This sounds boring, but if you can do it, you will have less burden on your mind. You can sleep better at night because you removed the worry of the unexpected. Removing burden from our clients’ shoulders is one of the core motivators behind what we do at Streamline. Having your Power of Attorney set for medical and property, and the rights wills and trusts set up for your financial situation, allows you to know that if something unexpected happens, your financial life will still continue to run appropriately.

You might be thinking that when you die you don’t really care what happens next. But what if you’re still alive but unable to act on your own behalf? Within the last year I have seen three clients decline mentally to the point where they are not able to manage their own affairs. Having the trusts and POAs set up make it easier on their family. So, consider talking to an attorney and seeing what makes the most sense for you.

Make Health a Priority

Did you know that the Freshman 15 isn’t just about students who gain 15 pounds in their first year of college? When you retire, you might have less structured meal times. You might be less physically active than when you were up and moving around for work. And you might have more time for social things, which is good, except that social events are usually centered around eating and drinking.

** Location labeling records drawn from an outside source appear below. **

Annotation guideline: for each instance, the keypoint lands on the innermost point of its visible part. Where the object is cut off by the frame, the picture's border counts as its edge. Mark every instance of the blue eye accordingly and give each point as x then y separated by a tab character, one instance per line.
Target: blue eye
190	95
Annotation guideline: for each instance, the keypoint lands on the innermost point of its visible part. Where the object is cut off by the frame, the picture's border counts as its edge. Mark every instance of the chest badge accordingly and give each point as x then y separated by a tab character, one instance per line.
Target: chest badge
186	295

The journals of gerontology (the study of aging) also show that many retirees consume food in response to losing personal identity. This is a very common thing that can happen. Have a plan to stay active, pick up a new athletic activity, or just be aware of what you’re eating. It sounds simple but retirement is a major life change. It’s actually the best time to create some new habits. So, why not create habits around staying healthy so that you have more of a chance of being free from disease and ailments in the future.

One thing my dad did when he retired was get a fitness tracker that he wears on his wrist. It’s kind of gamifying the exercise experience for him and he’s been enjoying it a lot.

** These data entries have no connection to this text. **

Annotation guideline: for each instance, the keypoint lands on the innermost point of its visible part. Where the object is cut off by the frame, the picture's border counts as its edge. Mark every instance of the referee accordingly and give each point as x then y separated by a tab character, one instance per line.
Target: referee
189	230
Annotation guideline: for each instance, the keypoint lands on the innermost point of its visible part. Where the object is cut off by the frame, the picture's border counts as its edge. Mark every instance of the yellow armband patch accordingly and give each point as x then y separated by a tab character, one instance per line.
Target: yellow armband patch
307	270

Be Generous with Your Time, Money, and Skills

In retirement, you now have the most time you’ve ever had. You have the most money you’ve ever had. And you have the most wisdom you ever had. Now this may not be true for everyone, but it is for most people in retirement. And if it is true for you, then you’re a pretty valuable person and you can be generous with your time, money, and skills. One of the best ways I’ve seen retirees find fulfillment and purpose in life after work is to discover or rediscover their unique strengths, and then use those strengths to help other people.

The reason this is so important is because if you can practice generosity, you have the power to change someone’s life. You’ve seen the studies, I’m sure, about when you give, you’re actually happier and I believe it’s true. It’s an easy equation of give = happy to test out and see if it’s true for you too.

Another reason is that when you watch and read the news, it’s not hard to think that the world is kind of a messed up place. I’m an optimist and I try to focus on being grateful for the things in my life, but sometimes when I look at the world, it does look messy. The cool thing is that when you start giving your time, money, and skills to help others, something happens. Pockets of good appear in the world. I believe that being generous with what you have can actually make the world a better place. And even if the whole world doesn’t change, you might change the world for just one person by your generosity.

If you don’t know your skills, Strengths Finder is a great, short assessment that can help you find out your unique strengths, or rediscover them after retirement.

Outsource Things You Don’t Want To Do

Wouldn’t it be nice if you could spend the majority of your time on things that you actually want to do? I was working with a new client recently and he added a new expense in retirement. His whole adult life he did the landscaping, he cleaned the windows, he did the gutters in the fall, and all these other household things. It wasn’t until retirement that he decided he didn’t want to do those things anymore. We looked at his retirement plan and added in a few extra expenses to outsource house cleaning and maintenance. This did have an impact on his plan, and there was a projected amount that was lost over the next 30 years or so, but it did not hurt his plan at all. Seeing that projection gave him the peace of mind to cross yard work off his list of chores.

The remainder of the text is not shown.